The ghost from a golden past reappears
Friday, May 18, 2001 | 4:16 a.m.
The Goldfield Hotel
Located 180 miles northwest of Las Vegas on U.S. 95, will open for tours noon-5 p.m. on May 26, 27 and 28.
Tickets
Available for purchase by sending a check for $15 apiece to Esmeralda County, P.O. Box 339, Goldfield, NV 89013, or by phone via credit card at (775) 485-6352.
Visitors to historic Goldfield during the Memorial Day weekend will get a chance to touch a piece of history -- and maybe even see a famous ghost of the Old West -- during a tour of the Goldfield Hotel.
The long-closed resort, which just after the turn of the 20th century was alive with music and guests in black tie and tails and ball gowns, will have its silent halls trod by curious folks in shorts and sandals during a limited reopening.
"At one time it was the finest hotel between Denver and San Francisco," said Linda Toner, an Esmeralda County official who serves as a historian for the nearly 100-year-old property.
"The ceiling was plated in gold, and it was one of the first hotels in the West to have electric elevators. It was built at a cost of $500,000 -- and that was a lot of money to build a hotel in 1908."
Esmeralda County District Attorney Patty Cafferata, whose office oversees the property, said "the guided tour of the interior of the hotel (is) an opportunity to learn about some of the famous ghosts in residence."
One of the haunting spirits is that of a prostitute who died while she was kept chained in one of the rooms, allegedly by a Goldfield city leader of the early 20th century.
Located 180 miles northwest of Las Vegas on U.S. 95, the hotel, which in the 1940s housed soldiers stationed at the Tonopah Air Field, will open for tours noon-5 p.m. on May 26, 27 and 28.

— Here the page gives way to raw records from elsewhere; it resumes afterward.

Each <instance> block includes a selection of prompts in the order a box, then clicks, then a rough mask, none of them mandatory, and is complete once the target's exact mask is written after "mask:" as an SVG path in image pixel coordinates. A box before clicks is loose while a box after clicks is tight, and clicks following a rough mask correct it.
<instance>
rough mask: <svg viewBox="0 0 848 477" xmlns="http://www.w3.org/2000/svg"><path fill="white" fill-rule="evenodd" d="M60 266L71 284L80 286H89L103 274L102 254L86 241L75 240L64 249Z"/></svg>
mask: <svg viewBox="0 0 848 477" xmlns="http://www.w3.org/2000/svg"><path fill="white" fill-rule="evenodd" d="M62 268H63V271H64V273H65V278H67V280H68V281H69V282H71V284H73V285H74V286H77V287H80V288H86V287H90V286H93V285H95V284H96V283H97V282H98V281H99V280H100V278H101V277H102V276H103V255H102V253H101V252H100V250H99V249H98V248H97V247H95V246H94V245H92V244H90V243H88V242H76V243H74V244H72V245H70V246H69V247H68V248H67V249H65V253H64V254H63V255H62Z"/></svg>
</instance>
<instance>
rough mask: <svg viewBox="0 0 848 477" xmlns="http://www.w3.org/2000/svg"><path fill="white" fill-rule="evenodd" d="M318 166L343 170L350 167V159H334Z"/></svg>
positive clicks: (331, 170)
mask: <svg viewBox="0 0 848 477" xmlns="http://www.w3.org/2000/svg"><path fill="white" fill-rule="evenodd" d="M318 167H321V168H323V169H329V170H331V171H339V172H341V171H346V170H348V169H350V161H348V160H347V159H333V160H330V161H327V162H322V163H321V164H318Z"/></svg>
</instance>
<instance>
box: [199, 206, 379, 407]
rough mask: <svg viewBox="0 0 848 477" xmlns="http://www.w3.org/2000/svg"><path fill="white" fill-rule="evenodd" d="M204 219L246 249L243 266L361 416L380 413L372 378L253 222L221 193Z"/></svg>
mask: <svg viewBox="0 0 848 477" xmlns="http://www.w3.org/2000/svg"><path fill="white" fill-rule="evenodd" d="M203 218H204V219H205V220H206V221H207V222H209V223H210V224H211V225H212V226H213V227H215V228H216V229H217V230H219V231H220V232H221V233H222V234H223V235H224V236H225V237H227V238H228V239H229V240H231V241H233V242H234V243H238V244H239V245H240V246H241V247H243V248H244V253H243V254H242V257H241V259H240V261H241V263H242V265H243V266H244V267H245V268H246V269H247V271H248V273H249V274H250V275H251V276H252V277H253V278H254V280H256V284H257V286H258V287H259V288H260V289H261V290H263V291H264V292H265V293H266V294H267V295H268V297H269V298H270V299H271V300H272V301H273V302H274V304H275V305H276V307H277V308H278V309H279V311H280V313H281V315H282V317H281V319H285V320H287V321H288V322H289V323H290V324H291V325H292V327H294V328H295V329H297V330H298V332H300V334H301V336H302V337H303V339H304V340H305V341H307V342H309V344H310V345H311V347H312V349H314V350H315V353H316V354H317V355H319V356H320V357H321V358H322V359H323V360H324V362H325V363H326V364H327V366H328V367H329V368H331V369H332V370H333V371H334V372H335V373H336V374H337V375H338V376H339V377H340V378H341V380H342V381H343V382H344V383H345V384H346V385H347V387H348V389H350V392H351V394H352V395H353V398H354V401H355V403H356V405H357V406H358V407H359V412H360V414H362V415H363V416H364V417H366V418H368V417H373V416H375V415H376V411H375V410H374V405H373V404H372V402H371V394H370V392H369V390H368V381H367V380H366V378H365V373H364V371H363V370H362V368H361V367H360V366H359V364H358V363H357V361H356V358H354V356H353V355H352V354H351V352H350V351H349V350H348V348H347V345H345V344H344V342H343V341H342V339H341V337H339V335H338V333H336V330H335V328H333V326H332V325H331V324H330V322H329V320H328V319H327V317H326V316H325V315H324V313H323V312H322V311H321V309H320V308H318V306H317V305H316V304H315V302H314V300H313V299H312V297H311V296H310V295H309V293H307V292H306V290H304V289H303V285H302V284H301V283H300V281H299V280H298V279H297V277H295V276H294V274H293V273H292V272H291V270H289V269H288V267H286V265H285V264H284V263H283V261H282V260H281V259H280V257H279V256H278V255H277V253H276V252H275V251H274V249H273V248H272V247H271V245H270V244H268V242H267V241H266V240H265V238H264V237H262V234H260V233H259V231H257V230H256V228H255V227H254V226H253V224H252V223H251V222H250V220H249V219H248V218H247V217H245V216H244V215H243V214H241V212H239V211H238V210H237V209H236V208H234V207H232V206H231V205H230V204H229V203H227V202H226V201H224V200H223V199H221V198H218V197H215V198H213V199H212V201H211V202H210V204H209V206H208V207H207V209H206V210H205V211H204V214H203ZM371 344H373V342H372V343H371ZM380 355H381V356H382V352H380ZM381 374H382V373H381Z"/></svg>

Each tour will be limited to 30 people, and up to 150 people will tour the site in an afternoon, Cafferata said, noting that proceeds from the ticket sales will go to the Esmeralda County Historic Preservation Fund.
The hotel, sold and resold many times between the 1940s and '90s, rarely has been open to the public in the last 20 years, Cafferata said.
Goldfield once was a mining boomtown, where gold was discovered in 1902. The hotel's grand opening in June 1908 was a gala affair, featuring a gourmet menu in its restaurant that included oysters, lobster, quail, squid and Roquefort cheese, Cafferata said.
Goldfield's population quickly grew to 20,000, and the town at that time had scores of saloons, five banks, four schools, three railroads and two daily newspapers.
But controversy and disasters went hand-in-hand with prosperity. Federal troops were called in to prevent violence during the 1907 miner labor strike; there was extensive flooding in 1913; and in 1923 a fire sparked by the explosion of a still destroyed 53 square blocks, but spared the hotel when winds shifted.
The Goldfield Hotel closed in the 1920s and was not reopened until 1942. A year later, the Army took over, adding a bar, grill, lobby and barber shop and renovating fourth-floor hotel rooms, Cafferata said. Additional structural improvements and renovations were made in the 1990s.
In June 2000 the county tried to sell the Goldfield Hotel along with 139 other parcels. While 127 parcels were sold, raising $250,000, the hotel failed to get an acceptable bid.
In August another attempt will be made to sell the hotel, Toner said.